Surgical Treatment of late tricuspid regurgitation after left cardiac valve replacement
- VernacularTitle:左心瓣膜置换术后远期三尖瓣关闭不全的外科处理
- Author:
Xuejun XIAO
;
Jingfang ZHANG
;
Robin WU
- Publication Type:Journal Article
- Keywords:
Tricuspid valve insufficiency Heart valve prosthesis Heart valve prosthesis implantation Reoperation
- From:
Chinese Journal of Thoracic and Cardiovascular Surgery
1995;0(05):-
- CountryChina
- Language:Chinese
-
Abstract:
Objective: To investigate the possible pathogenesis and report the postoperative results of the late tricuspid regurgitation (TR) after left cardiac valve replacement. Methods: 56 patients developed severe TR after left cardiac valve replacement, including 10 patients with normal prosthesis valve function (group A) and 46 patients with prosthesis valve dysfunction (group B). Four patients underwent mitral valve replacement (MVR) and 6 patients underwent mitral and aortic valve replacement (DVR) in group A. In group B, 36 patients received MVR, 4 aortic valve replacement (AVR) and 6 DVR. Ten patients underwent tricuspid De Vega annuloplasty and 46 patients' tricuspid valves were normal during the initial operation. The surgical treatment of tricuspid valve included tricuspid valve replacement (TVR) in 9 and tricuspid valve plasty (TVP) in 47 at the second operation.
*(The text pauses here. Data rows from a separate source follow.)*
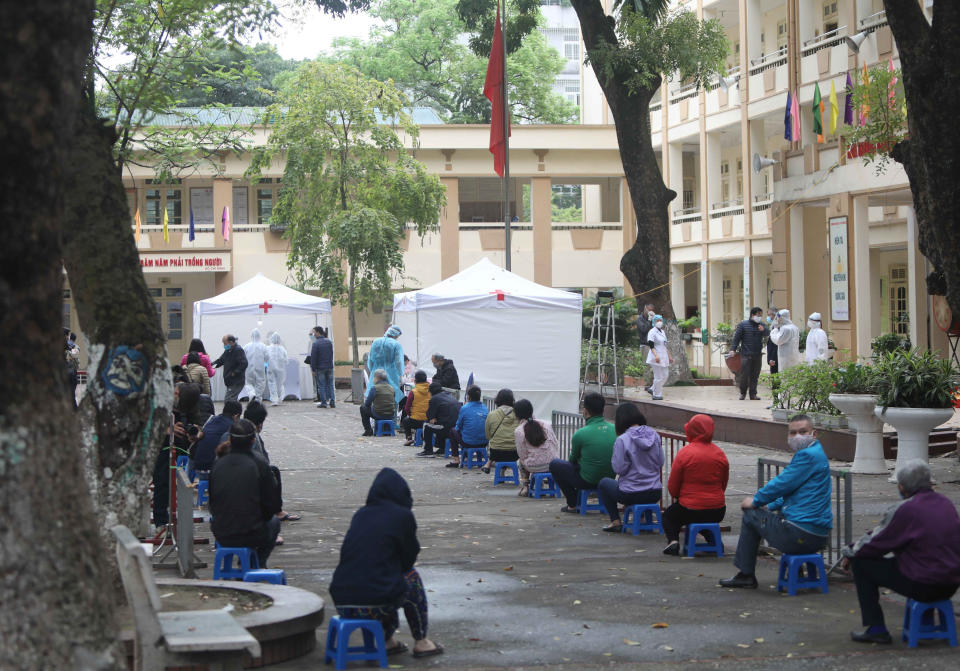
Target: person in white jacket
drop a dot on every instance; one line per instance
(786, 336)
(816, 339)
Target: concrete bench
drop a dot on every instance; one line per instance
(184, 638)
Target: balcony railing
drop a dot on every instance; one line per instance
(829, 39)
(768, 61)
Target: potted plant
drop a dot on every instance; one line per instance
(855, 394)
(915, 394)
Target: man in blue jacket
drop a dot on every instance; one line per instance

Results: Two patients died postoperatively with hospital mortality of 3.6%. The 54 survivors were followed up from 6 to 132 months, mean 79.4 months. The heart function improved significantly in 8 after TVR and 40 after TVP. However, echocardiography showed moderate TR in 5 and severe TR in 1 patient after TVP and medical treatment was needed. Conclusion: The sustained pulmonary hypertension, irreversible right heart impairment, resumption of left ventricular function and sustained atrial fibrillation may be responsible for the development of late TR after left cardiac valve replacement. TVR may achieve a reliable result for severe functional TR and rheumatic tricuspid valve lesion. In some patients with TVP during the follow up, the TR might become more serious.